MASc seminar - Ryan MacDonald

Tuesday, August 15, 2017 1:00 pm - 1:00 pm EDT (GMT -04:00)

Candidate

Ryan MacDonald

Title

Robotic Motion Planning in Uncertain Environments via Active Sensing

Supervisor

Stephen L. Smith

Abstract

Perception and control are at the foundation of automation, and in recent years, we have seen growth in feasible applications including self-driving cars and smart homes. As automation moves from regulated, well-monitored locations (e.g., factories) into society, uncertainty in hardware and the environment poses a safety concern. Within this thesis, we focus primarily on uncertainty in the environment and discuss models of the environment known a priori and learned as the robot functions. The robot is tasked with moving from one location or configuration to another while minimizing the expected cost of observation and motion actions. We focus on control that guides the robot to a position/configuration or identifies that it is impossible to reach the position/configuration.

The first focus on a robot creating a plan, prior to deployment, based on a known environment model. This model encodes obstacle configurations into different environmental realizations along with a probably this realization will be encountered. The robot is also provided an observation model it may use to sense the environment during the task. We show that minimizing the expected cost from start to goal within these models is NP-Hard. Therefore, we present an efficient algorithm to create a policy which can react to obstacles in real-time while maintaining safety constraints on motion. A by-product of this algorithm is a lower bound on the expected cost of an optimal policy.
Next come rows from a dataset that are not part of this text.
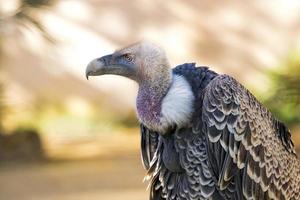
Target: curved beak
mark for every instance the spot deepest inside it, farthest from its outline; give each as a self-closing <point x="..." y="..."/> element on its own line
<point x="107" y="65"/>
<point x="98" y="66"/>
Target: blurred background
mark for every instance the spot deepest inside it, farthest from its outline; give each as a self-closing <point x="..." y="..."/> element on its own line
<point x="63" y="137"/>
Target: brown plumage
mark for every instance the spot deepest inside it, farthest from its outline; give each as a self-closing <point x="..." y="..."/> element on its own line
<point x="203" y="135"/>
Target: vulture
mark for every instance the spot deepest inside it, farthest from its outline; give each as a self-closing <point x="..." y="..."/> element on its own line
<point x="203" y="134"/>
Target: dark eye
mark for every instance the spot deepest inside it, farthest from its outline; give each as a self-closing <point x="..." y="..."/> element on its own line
<point x="128" y="57"/>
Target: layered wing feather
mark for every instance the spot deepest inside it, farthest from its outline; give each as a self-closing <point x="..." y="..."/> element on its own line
<point x="250" y="152"/>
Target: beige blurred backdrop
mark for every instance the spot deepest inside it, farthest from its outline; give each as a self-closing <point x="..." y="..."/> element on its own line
<point x="87" y="133"/>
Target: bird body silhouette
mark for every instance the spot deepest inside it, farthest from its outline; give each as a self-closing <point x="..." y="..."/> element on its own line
<point x="203" y="135"/>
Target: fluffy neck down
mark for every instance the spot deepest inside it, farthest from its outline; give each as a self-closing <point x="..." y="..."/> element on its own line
<point x="159" y="112"/>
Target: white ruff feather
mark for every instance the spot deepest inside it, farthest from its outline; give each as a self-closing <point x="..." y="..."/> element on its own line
<point x="177" y="105"/>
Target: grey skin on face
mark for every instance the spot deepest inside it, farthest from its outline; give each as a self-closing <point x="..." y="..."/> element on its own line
<point x="203" y="135"/>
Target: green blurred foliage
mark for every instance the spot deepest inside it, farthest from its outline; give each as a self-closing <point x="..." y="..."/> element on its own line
<point x="284" y="98"/>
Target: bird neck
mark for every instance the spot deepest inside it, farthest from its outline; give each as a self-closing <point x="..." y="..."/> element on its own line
<point x="150" y="95"/>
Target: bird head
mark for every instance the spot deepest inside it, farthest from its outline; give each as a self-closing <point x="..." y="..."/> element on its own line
<point x="142" y="62"/>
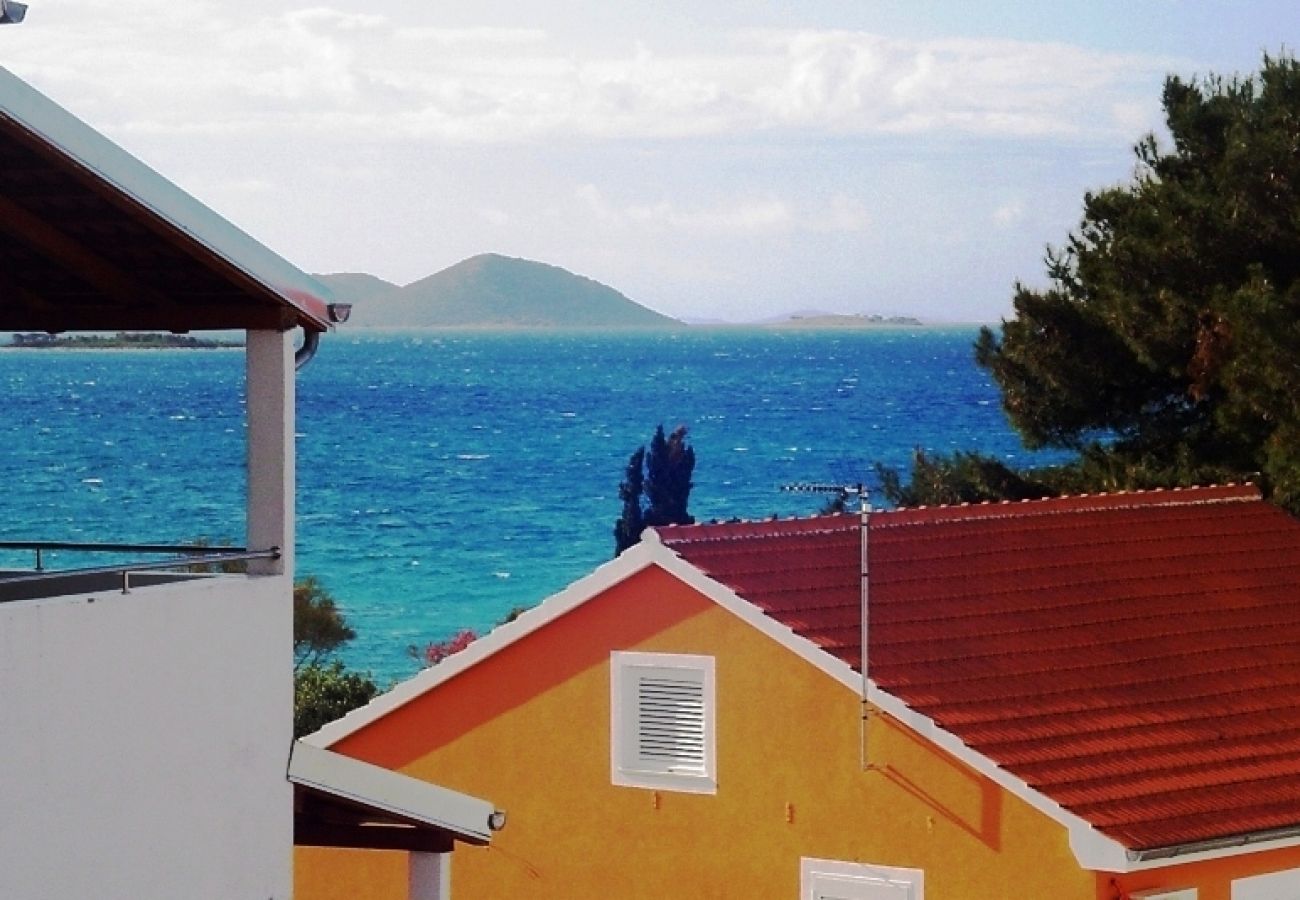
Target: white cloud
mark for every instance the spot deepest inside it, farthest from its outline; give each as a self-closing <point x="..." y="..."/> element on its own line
<point x="736" y="217"/>
<point x="1009" y="213"/>
<point x="325" y="69"/>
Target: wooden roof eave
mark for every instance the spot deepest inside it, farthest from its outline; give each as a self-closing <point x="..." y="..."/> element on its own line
<point x="272" y="291"/>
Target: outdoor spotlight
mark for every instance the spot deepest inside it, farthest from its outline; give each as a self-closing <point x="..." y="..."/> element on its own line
<point x="12" y="12"/>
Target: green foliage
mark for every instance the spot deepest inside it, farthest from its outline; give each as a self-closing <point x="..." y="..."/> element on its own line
<point x="325" y="691"/>
<point x="628" y="527"/>
<point x="655" y="488"/>
<point x="1164" y="349"/>
<point x="670" y="464"/>
<point x="319" y="626"/>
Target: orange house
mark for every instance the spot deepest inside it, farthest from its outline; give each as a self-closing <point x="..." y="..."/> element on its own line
<point x="1077" y="699"/>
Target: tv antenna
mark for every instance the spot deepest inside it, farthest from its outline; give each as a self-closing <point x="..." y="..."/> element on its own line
<point x="845" y="492"/>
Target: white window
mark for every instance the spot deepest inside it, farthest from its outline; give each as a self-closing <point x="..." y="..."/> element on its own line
<point x="1274" y="886"/>
<point x="830" y="879"/>
<point x="662" y="728"/>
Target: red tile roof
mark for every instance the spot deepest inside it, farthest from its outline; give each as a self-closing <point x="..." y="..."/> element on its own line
<point x="1134" y="657"/>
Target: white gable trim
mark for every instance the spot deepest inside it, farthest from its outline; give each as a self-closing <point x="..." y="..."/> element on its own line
<point x="602" y="579"/>
<point x="1092" y="849"/>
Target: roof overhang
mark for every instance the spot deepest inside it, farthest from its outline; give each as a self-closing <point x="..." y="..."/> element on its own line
<point x="94" y="239"/>
<point x="339" y="801"/>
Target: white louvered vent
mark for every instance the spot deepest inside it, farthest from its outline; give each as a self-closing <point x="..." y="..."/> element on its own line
<point x="671" y="722"/>
<point x="662" y="725"/>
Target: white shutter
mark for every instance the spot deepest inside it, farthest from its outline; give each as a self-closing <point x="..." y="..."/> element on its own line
<point x="836" y="879"/>
<point x="662" y="721"/>
<point x="670" y="730"/>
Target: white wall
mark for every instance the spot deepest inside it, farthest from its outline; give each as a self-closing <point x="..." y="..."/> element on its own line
<point x="144" y="740"/>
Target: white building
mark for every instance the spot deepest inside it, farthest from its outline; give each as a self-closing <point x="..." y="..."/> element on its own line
<point x="146" y="712"/>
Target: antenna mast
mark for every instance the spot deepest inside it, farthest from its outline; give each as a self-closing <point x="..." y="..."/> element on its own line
<point x="858" y="490"/>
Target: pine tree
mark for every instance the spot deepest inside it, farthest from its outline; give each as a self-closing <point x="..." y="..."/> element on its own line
<point x="1164" y="347"/>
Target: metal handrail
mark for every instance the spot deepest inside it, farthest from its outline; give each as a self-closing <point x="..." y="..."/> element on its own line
<point x="40" y="546"/>
<point x="202" y="557"/>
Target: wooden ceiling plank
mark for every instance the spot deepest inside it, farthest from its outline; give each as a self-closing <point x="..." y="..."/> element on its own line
<point x="105" y="277"/>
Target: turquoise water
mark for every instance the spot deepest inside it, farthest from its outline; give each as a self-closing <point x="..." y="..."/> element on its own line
<point x="445" y="479"/>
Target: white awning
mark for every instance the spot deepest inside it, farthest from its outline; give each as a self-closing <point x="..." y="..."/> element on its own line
<point x="339" y="801"/>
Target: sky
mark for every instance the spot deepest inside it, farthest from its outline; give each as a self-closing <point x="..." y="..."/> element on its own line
<point x="732" y="159"/>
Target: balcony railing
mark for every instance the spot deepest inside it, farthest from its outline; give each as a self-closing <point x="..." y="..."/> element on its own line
<point x="190" y="558"/>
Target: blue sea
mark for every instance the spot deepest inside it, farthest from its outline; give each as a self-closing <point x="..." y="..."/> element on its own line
<point x="447" y="477"/>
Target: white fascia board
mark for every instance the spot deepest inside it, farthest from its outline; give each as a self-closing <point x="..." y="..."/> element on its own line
<point x="113" y="165"/>
<point x="627" y="565"/>
<point x="390" y="792"/>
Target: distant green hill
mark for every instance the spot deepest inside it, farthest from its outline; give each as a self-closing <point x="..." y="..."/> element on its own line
<point x="497" y="291"/>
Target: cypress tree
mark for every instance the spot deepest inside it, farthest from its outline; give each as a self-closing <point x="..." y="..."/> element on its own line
<point x="655" y="487"/>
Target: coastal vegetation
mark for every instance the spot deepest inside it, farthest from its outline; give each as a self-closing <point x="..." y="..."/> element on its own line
<point x="324" y="688"/>
<point x="1164" y="349"/>
<point x="655" y="488"/>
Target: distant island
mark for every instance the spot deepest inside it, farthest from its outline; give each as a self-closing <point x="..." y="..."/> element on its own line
<point x="120" y="341"/>
<point x="837" y="320"/>
<point x="493" y="291"/>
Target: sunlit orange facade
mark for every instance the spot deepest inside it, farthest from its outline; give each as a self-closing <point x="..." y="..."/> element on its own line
<point x="529" y="726"/>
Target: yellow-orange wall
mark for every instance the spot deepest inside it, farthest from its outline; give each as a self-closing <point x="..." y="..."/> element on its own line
<point x="529" y="730"/>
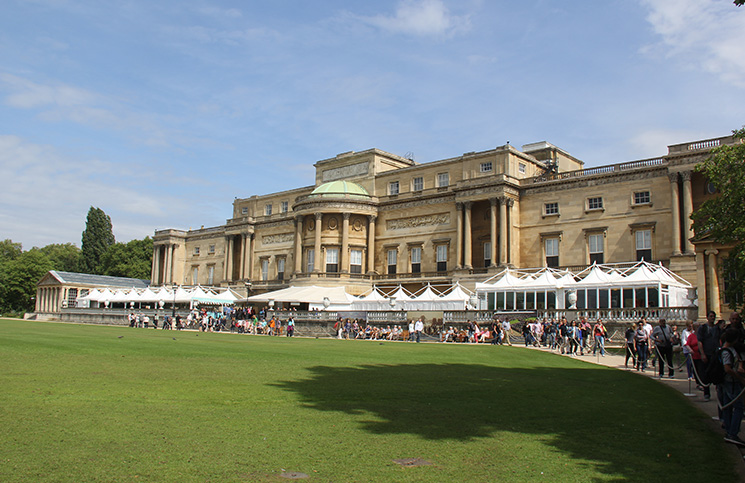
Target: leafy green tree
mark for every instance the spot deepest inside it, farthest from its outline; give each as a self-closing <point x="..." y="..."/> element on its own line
<point x="132" y="259"/>
<point x="20" y="277"/>
<point x="9" y="250"/>
<point x="98" y="236"/>
<point x="721" y="218"/>
<point x="64" y="257"/>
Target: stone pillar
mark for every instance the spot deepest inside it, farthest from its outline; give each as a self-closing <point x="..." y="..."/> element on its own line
<point x="687" y="211"/>
<point x="371" y="243"/>
<point x="167" y="266"/>
<point x="459" y="236"/>
<point x="468" y="262"/>
<point x="493" y="231"/>
<point x="317" y="245"/>
<point x="344" y="253"/>
<point x="675" y="204"/>
<point x="701" y="285"/>
<point x="503" y="230"/>
<point x="713" y="281"/>
<point x="247" y="260"/>
<point x="298" y="244"/>
<point x="242" y="266"/>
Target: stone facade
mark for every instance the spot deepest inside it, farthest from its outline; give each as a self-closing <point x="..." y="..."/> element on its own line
<point x="376" y="218"/>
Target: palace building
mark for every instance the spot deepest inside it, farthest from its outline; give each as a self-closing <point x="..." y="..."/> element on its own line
<point x="375" y="218"/>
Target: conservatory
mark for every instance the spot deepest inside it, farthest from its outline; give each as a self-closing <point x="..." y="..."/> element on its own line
<point x="620" y="287"/>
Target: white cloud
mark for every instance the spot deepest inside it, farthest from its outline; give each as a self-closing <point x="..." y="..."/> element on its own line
<point x="421" y="18"/>
<point x="705" y="34"/>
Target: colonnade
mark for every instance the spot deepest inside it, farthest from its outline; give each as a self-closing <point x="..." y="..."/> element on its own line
<point x="500" y="233"/>
<point x="48" y="299"/>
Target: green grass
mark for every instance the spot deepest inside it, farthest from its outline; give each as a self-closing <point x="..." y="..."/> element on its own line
<point x="92" y="403"/>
We compare the policy and lower bound, generated by our algorithm, against that of an optimal policy and existing research.

Our focus then shifts to remove prior information about environmental obstacles. We ask the robot to complete a finite number of start to goal tasks and show the general version of this problem is PSPACE-Hard. To reduce the complexity, we develop a method that uses an arbitrary reactionary algorithm from prior work to handle unexpected obstacles. For each new environment experienced, we incrementally update the robot's policy and show that the dependence on the reactionary algorithm is not increasing. Tests are performed on a flexible factory to demonstrate the scalability of this method.